Every DNS record includes a TTL (Time to Live) value, set by the zone operator, that tells resolvers how long they may cache the response. A TTL of 3600 means the record can be reused for one hour before a fresh lookup is required. When the TTL expires, the resolver must query the authoritative server again.

TTL is a tradeoff:

• Short TTLs (60–300 seconds) enable fast failover and quick propagation of changes, but increase query volume on authoritative servers and add latency for users.
• Long TTLs (3600–86400 seconds) reduce query volume and improve performance, but delay the propagation of DNS changes. If you update an A record with a 24-hour TTL, some users may still reach the old IP for up to a day.

Caching happens at multiple layers, the recursive resolver, the operating system's stub resolver, and often the browser itself. Each layer respects the TTL independently, so the effective cache duration can vary by client.

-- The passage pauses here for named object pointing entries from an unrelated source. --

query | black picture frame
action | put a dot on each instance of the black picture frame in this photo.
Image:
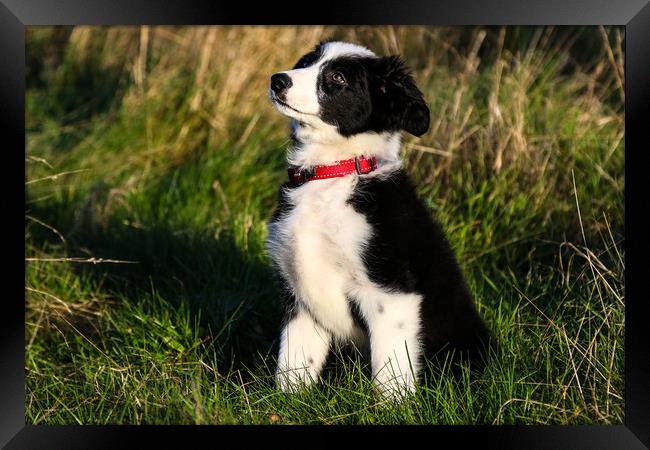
(15, 15)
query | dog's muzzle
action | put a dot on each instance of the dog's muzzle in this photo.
(280, 83)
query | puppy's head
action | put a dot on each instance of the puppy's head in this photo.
(349, 89)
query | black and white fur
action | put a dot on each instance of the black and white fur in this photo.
(359, 258)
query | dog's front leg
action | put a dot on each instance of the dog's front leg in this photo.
(394, 326)
(303, 349)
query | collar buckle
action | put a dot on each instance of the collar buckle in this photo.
(371, 162)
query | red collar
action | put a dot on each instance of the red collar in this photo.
(360, 165)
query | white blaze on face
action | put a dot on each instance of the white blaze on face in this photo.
(303, 93)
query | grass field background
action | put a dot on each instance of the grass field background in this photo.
(152, 165)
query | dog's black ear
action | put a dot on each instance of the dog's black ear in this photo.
(400, 93)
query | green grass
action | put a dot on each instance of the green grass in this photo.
(177, 319)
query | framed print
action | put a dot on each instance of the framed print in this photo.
(392, 217)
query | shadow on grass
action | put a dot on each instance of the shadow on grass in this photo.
(230, 294)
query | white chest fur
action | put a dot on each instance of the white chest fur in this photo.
(317, 246)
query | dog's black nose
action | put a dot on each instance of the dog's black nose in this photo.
(280, 82)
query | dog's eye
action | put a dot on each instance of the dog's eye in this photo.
(337, 77)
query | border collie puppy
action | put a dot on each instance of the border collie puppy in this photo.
(359, 258)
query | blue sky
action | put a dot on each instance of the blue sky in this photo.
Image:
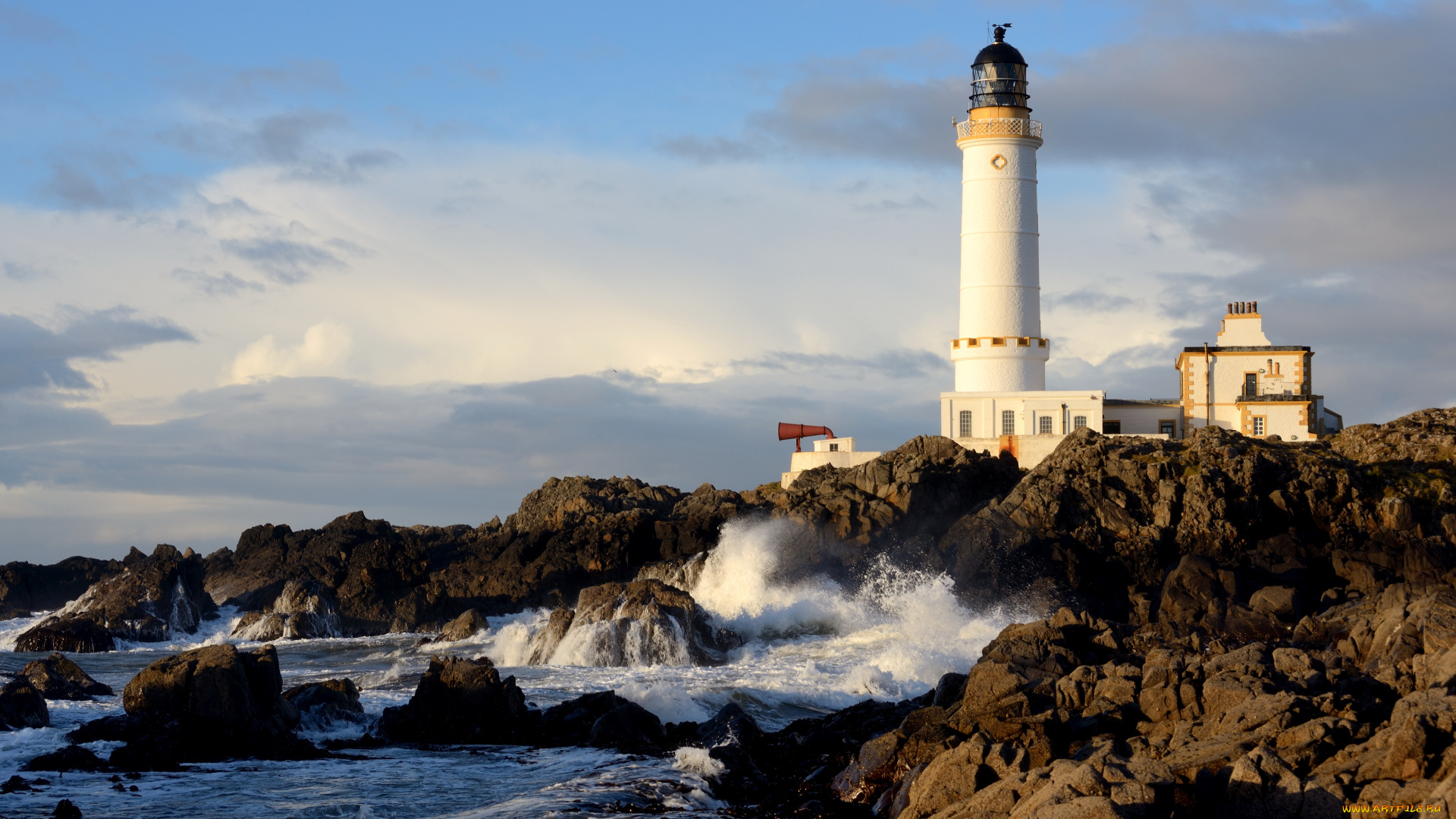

Negative caching also matters. When a domain doesn't exist, the resolver caches the NXDOMAIN response according to the SOA record's minimum TTL field. This prevents repeated queries for non-existent names.

Transport (UDP and TCP)#

Most DNS queries use UDP on port 53 for speed, a typical query and response fit within a single packet. When a response exceeds 512 bytes (or 4096 bytes with EDNS0), or when the server sets the truncation (TC) flag, the client retries over TCP. Zone transfers between authoritative servers (AXFR/IXFR) always use TCP.

Newer encrypted transports add confidentiality to DNS queries. DNS over HTTPS (DoH) wraps queries in HTTPS on port 443, making them indistinguishable from web traffic. DNS over TLS (DoT) uses a dedicated port (853). Both prevent passive observation of queries but shift trust to the resolver operator. These protocols are covered in detail in the DNS security article.

Core record types#

DNS supports many record types, each serving a different purpose:

• A and AAAA records map a name to an IPv4 or IPv6 address
• CNAME records create an alias pointing one name to another
• MX records direct email to mail servers, with priority values
• TXT records hold arbitrary text, widely used for SPF, DKIM, and domain verification
• NS records delegate a zone to its authoritative name servers
• SOA records identify the primary server for a zone and define refresh parameters

Each record type has specific security implications, unexpected changes to NS or MX records, for example, can indicate a domain hijack. Signing records with DNSSEC adds cryptographic verification that responses haven't been tampered with during transit.

DNS and security#

DNS is foundational to internet connectivity, which also makes it a high-value target. Attacks like DNS cache poisoning inject forged responses into resolver caches, silently redirecting users. DNS tunneling encodes data within queries to bypass network controls. And because attackers who register lookalike domains must configure DNS records before their infrastructure works, monitoring DNS provides early detection opportunities, new A records, MX records, and name server changes on suspicious domains can signal threats before end users encounter them.